Morgan’s story is not as fulfilling as Reed’s. It doesn’t have a happy ending. But this National Library Week, with the theme “Libraries = Strong Communities,” my thoughts keep returning to Morgan and her activism. While any integrationist could easily have become a target of Montgomery society (and the KKK), Morgan was singled out again and again by her profession. As a public librarian, it was implied, she should be upholding the values of Montgomery’s (white) community. She became a symbol of a woman, a librarian and public servant, stepping out of line, and her punishment was swift and vicious.

If we truly believe that Libraries = Strong Communities, we need to consider all the members of those communities and how we, as librarians, can uphold their interests. Serving the public, offering a free community space, curating a collection of valuable resources, these roles place us in an important and vulnerable position, as much now as they did in the 1950s and ‘60s. How can we ensure that access is open to all members of our community, that their needs are met and their perspectives reflected in our collections? What institutional support do we require to stand for the strong communities we represent?

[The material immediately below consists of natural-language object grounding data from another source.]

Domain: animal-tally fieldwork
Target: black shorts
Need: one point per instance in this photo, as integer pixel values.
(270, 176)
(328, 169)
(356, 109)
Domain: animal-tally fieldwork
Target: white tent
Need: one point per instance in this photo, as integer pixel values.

Both Reed and Morgan were participants in the Civil Rights Movement, even if their spheres were small, or their actions limited. They remind me, now and when I first encountered them in that Boston classroom, of my particular role as a public librarian in Alabama. I hope to embody their commitment to equality, to access, to the interests of my community. I believe that, if Libraries = Strong Communities, then that strength can only begin with us.

Molly Saunders

Molly Saunders is a librarian, book reviewer, and avid reader from Birmingham, Alabama. She holds an M.S. in Library and Information Science and an M.A. in Children's Literature from Simmons University. She currently works in the Children's Department at the Homewood Public Library in Homewood, Alabama.

 

 


Sources and Further Reading:

“‘Alabama Story’: A New Play About Books, Race, Censorship and the American Character.” By Kenneth Jones. 24 January 2019. https://www.bykennethjones.com/alabama-story-new-play-books-race-censorship-american-character/

Martin, Douglas. “Emily W. Reed, 89, Librarian in '59 Alabama Racial Dispute.” The New York Times. 29 May 2000. https://www.nytimes.com/2000/05/29/us/emily-w-reed-89-librarian-in-59-alabama-racial-dispute.html

“Roll of Honor: Emily Wheelock Reed.” The Freedom to Read Foundation. July 2000. https://www.ftrf.org/page/ROHReed

Rubin, Richard. Foundations of Library and Information Sciences, 4th Edition. Neal-Schuman, 2015.

Stanton, Mary. Journey toward Justice: Juliette Hampton Morgan and the Montgomery Bus Boycott. University of Georgia Press, 2006.

Summe, Sheryl Spradling. “Alive to the Cause of Justice: Juliette Hampton Morgan and the Montgomery Bus Boycott.” Stepping Out of the Shadows: Alabama Women 1819-1990, edited by Mary Martha Thomas. University of Alabama Press, 1995, pp. 176-190.